IONIS-TTRRx Shows Significant Benefit in Phase 3 hATTR Study


Positive data from a Phase 3 study of inotersen (IONIS-TTRx) in patients with hereditary ATTR amyloidosis was presented at the 2018 American College of Cardiology Annual Meeting.

Positive data from a Phase 3 study of inotersen (IONIS-TTRx) in patients with hereditary ATTR amyloidosis (hATTR) was presented at the 2018 American College of Cardiology (ACC) Annual Meeting.

Key quality of life data from Ionis Pharmaceuticals’ Phase 3 study was shown in the poster Inotersen Improves Quality of Life in Patients with Hereditary Transthyretin Amyloidosis with Polyneuropathy and Cardiomyopathy: Results of the Phase 3 Study Neuro-TTR by Matthew S. Maurer, M.D., Medical Director, HCM Center at New York-Presbyterian Hospital/Columbia University Medical Center.

The data highlighted the improvement in quality of life (QOL) and functional capacity experienced by 50% of treated with the investigational antisense drug.

Neuro-TTR demonstrated significant benefit compared to placebo in patients with cardiac disease at baseline in both primary endpoints (Norfolk QOL-DN, p=0.036 and mNIS+7, p<0.001) and in the SF-36 Health Survey endpoint (p=0.025) at 15 months. It was shown that half of patients receiving IONIS-TTRx were more capable of completing daily activities than they were at the start of the study, and these benefits were significant, early and sustained across patient types.
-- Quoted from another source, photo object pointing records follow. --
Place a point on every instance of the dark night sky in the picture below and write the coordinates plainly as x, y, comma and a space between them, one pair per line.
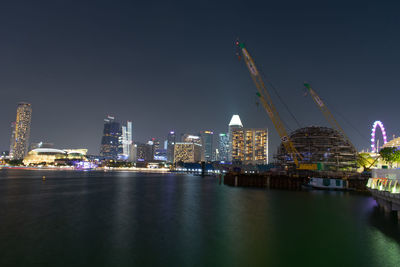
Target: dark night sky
172, 65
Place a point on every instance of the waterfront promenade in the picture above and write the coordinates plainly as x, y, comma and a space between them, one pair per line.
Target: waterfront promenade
98, 218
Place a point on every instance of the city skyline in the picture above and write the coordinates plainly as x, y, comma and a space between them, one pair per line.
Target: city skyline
68, 76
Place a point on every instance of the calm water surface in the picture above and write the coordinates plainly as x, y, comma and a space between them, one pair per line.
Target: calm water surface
131, 219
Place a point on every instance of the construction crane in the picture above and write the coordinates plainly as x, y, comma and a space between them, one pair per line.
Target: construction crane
324, 109
266, 101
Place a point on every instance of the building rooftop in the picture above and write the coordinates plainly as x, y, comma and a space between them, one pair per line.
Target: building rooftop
235, 121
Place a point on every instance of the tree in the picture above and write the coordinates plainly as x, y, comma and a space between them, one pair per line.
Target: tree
365, 160
390, 154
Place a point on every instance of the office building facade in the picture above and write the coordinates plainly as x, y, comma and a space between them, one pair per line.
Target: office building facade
110, 142
126, 141
187, 152
171, 140
207, 138
234, 124
250, 146
223, 147
21, 131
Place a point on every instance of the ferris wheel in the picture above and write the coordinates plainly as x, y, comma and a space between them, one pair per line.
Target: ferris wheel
374, 147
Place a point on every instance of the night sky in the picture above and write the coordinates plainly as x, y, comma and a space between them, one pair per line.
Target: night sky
171, 65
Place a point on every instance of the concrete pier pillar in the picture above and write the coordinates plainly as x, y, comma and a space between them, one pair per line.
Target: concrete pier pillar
387, 208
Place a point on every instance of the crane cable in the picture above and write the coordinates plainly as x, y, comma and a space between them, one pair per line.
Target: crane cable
281, 100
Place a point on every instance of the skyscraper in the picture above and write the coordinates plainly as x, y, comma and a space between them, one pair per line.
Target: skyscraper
22, 131
171, 140
12, 139
223, 147
126, 141
111, 138
207, 143
187, 152
234, 124
250, 146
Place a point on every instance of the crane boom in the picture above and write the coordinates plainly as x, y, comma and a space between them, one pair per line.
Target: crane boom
266, 101
324, 109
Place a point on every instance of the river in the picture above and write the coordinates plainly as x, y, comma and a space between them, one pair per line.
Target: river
76, 218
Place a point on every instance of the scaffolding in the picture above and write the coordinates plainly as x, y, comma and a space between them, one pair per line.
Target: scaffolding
323, 146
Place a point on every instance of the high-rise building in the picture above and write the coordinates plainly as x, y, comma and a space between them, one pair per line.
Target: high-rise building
234, 124
126, 141
171, 140
21, 131
144, 152
190, 138
250, 146
187, 152
110, 142
207, 143
223, 147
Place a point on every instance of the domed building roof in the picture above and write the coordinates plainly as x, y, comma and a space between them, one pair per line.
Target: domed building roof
320, 145
47, 151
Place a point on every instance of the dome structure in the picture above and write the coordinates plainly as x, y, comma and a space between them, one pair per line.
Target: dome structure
323, 146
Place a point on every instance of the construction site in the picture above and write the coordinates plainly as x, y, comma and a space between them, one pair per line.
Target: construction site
305, 153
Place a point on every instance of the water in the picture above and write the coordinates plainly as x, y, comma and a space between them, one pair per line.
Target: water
131, 219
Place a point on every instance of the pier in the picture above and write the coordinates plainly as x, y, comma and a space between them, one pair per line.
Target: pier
386, 192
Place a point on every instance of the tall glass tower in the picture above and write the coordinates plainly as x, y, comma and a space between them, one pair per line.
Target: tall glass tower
207, 143
234, 124
110, 141
21, 131
171, 140
223, 147
126, 140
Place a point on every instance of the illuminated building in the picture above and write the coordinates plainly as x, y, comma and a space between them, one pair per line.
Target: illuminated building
22, 130
49, 156
234, 124
110, 140
171, 139
144, 152
190, 138
187, 152
12, 140
250, 146
41, 145
223, 147
207, 143
126, 141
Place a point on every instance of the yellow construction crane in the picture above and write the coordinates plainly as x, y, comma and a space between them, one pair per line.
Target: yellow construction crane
266, 101
327, 114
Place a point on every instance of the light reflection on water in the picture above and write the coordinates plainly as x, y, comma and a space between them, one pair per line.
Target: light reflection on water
125, 219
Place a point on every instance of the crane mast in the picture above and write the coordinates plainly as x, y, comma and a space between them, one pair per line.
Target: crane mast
266, 101
324, 109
“Significant improvements in Norfolk QOL-DN and SF-36, which include several domains related to patient well-being and activities of daily living, suggest that inotersen improves the QOL of patients with hATTR-PN who have the greatest disease burden, those with CM,” it was concluded in the abstract, which was recently published in the Journal of the American College of Cardiology.

During the study, 2 safety issues arose: thrombocytopenia and serious renal adverse events (AEs). These complications aside, the most common AEs included nausea, chills, vomiting, and anemia.

IONIS-TTRx has been designed specifically to reduce the production of transthyretin (TTR). If approved, the drug would provide a significant improvement in safety and effectiveness of the rare genetic condition. In January, almost exactly 2 months after Inonis submitted its new drug application (NDA) to the U.S. Food and Drug Administration (FDA), it was announced that Priority Review had been granted.

Inotersen was previously granted Orphan Drug Designation and Fast Track Status by the FDA. A Marketing Authorization Application (MAA) has been submitted to the European Medicines Agency (EMA), which has granted Accelerated Assessment and Orphan Drug Designation to inotersen for the treatment of patients with ATTR.

The FDA has set a Prescription Drug User Fee Act (PDUFA) date of July 6, 2018. If inotersen is approved, the company has stated that it is prepared to promptly launch the drug in the U.S. and EU.

At the time of this writing, there are no approved therapeutic options in the U.S. for the treatment of hATTR, and patients are commonly misdiagnosed because of symptoms that overlap with those of other diseases.